Fact: The interest rate has never been so low
Today, around 1.8 million people have student loans. The interest rate for student loans in 2022 is 0 percent. Historically, the interest rate has never been this low.
For driving license loans and for home equipment loans, the interest rate is slightly higher, at 1.5 percent. For refunds, the interest rate is 2.03 percent over the next year, a reduction from 2021.
The interest rate for student loans is calculated on the average borrowing cost for the state over the last three calendar years. The state also subsidizes the interest that the individual pays with 30 percent.
Source: CSN
If it feels like the increased interest costs are already taking a toll on your wallet, it’s time to call for more interest rate hikes.
The interest rate on the student loan will also increase next year, according to CSN’s latest forecast. Something that will make the previously very favorable interest rate on the student loan – which this year is at a historically low zero percent – significantly higher.
“If the interest rate is raised, so is the interest rate on the student loans,” says Jan Söderholm, who is head of the finance department at CSN.
But how large an interest rate increase can you then expect? According to CSN, the total interest rate could end up at 0.64 percent, from today’s zero interest rate.

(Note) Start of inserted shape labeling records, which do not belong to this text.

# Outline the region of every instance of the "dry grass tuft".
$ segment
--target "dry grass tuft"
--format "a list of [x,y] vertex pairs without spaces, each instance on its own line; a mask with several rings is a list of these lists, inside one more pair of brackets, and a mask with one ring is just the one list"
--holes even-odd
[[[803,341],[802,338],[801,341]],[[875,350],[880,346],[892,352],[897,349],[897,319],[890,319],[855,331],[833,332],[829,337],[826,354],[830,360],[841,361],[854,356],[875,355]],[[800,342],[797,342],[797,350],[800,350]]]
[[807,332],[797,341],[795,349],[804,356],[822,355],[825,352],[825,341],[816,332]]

For a former student with an average debt, i.e. of SEK 166,000, this would then mean an increase in interest costs of SEK 88 per month or just over a thousand Swedish kronor per year.
Must cover losses
And there are two different parts that will contribute to the increase.
The first thing that will contribute to the increase is a new interest calculation model for the student loans taken out after 1989. The government has proposed that the interest rate should be increased by about 0.5 percentage points starting in 2023 to cover the credit losses of those who do not repay their CSN loan.

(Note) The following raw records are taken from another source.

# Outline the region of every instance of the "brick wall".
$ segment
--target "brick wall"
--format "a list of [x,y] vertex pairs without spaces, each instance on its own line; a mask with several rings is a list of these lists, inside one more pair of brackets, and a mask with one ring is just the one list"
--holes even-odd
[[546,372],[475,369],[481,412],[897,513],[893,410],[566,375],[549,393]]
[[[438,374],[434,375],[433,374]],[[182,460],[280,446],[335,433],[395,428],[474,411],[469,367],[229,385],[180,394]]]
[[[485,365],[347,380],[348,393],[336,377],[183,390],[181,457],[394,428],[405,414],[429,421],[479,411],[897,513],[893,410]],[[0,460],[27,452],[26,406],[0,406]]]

Today, therefore, the state is responsible for the costs of the student loans that are not repaid, and the government now wants to change that. The decision on this is expected to be made in connection with the budget bill this autumn, according to Jan Söderholm.
Raise the forecast
Then there are also annual adjustments when it comes to the interest on the student loan, which is linked to the government’s loan cost over the last three years. The government decides on these.
According to CSN’s latest forecast, this increase will account for 0.14 percentage points of the interest rate increase, including the 30 percent government subsidy on student loan interest rates.
— The base rate is linked to the market rate and is a calculation of the government’s borrowing cost. So if you combine these two (the new interest calculation model that is being introduced and the increase in the basic interest ed. note) you get the interest that will affect the customer, says Jan Söderholm.
CSN’s forecast has been adjusted upwards since the last forecast from April, when the base rate was instead calculated at 0.06 percent including subsidy.